Obese men may have lower hernia risk

ObesityJun 26, 08

Overweight and obese men may be less likely than their thinner counterparts to develop a hernia in the groin, a long-term study suggests.

Researchers found that among nearly 7,500 Swedish men followed for 34 years, the risk of developing a groin hernia declined as the men’s weight increased.

Overall, men who were obese in middle-age were 43 percent less likely than normal-weight men to be diagnosed with the condition over the next three decades.

The findings are published in the Annals of Surgery.

Hernias occur when a part of an internal organ bulges through a weak area of muscle, usually in the abdomen. Groin hernias are also known as inguinal hernias; they arise when intestinal tissue protrudes through a weak spot in the inguinal canal, an opening between the layers of abdominal muscle in the groin area.

Excessive pressure on the abdominal wall, such as the strain of heavy lifting, can cause a hernia. In theory, obesity could contribute to groin hernias by creating extra pressure within the abdominal cavity but data thus far have been inconclusive.

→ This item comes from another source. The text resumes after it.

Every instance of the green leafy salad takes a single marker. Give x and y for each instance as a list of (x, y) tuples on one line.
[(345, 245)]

The new findings, based on a large group of men followed for a long period, suggest that excess pounds may actually offer some protection against hernias, lead researcher Dr. Anders Rosemar told Reuters Health.

It’s not clear why obesity would protect against hernia, according to Rosemar and his colleagues at Sahlgrenska University Hospital/Ostra in Sweden.

One possibility, they speculate, is that the extra fat and thickness of the abdominal wall keep hernias from forming.

It’s also possible that hernias, which often cause a visible lump in the groin, are simply easier to detect in thinner men, the researchers note. However, they add, hernias also frequently cause pain, which would affect men whatever their weight.

Regardless of the effect of obesity on hernia risk, though, the fact remains that heavy men should try to shed pounds. Obese men may have a lower hernia risk, Rosemar said, but they still have an elevated risk of numerous other medical conditions.